Habib maintained Monday that he is at the President’s “disposal” and expects to return to the Mideast. But the 61-year-old veteran diplomat retired Feb. 29, 1980 as Undersecretary of State for Political Affairs, after suffering several heart-attacks. He denied Monday that he was concerned about his health, saying that he had been able to do whatever was necessary in his temporary post.
But at the same time, Habib pointed out that the cease-fire could be the first step in efforts to build a “broad and lasting peace in the Middle East.” He indicated, however, that he would not be participating in this. The Reagan Administration has said several times that it has not decided whether to have a special negotiator for the Middle East such as President Carter did with Robert Strauss and Sol Linowitz.
The Administration recently has been noting that in addition to seeking a calming of tension in Lebanon, it wants to deal with the broader goals of a Mideast peace based on the Camp David process and the resumption of the autonomy talks between the U.S., Egypt and Israel.
With the latest crisis over Lebanon apparently eased, the Administration now appears to be concentrating on the broader goal as it plans for the arrival of Egyptian President Anwar Sadat in Washington next week and Begin after Labor Day.

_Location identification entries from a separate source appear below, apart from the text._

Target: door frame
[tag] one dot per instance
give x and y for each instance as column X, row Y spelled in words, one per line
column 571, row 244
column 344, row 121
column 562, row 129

Sadat is scheduled to arrive in Washington August 4 and meet with Reagan, other Administration officials and members of Congress August 5-6. On August 7 he will go to New York for meetings with former Secretary of State Cyrus Vance and American Jewish leaders. He will also receive a medal from Mayor Edward Koch. Sadat will go to Plains, Ga. August 9 for a private meeting with former President Carter before returning to Egypt.
Sadat, who, like Begin, wanted to meet with Reagan since the new president took office in January, this week attacked Israel’s raid on civilian targets in Lebanon as “horrible” incidents that obstruct peace; but he also blamed the recent round of violence on Syrian troops in Lebanon as well as the Palestinian terrorists.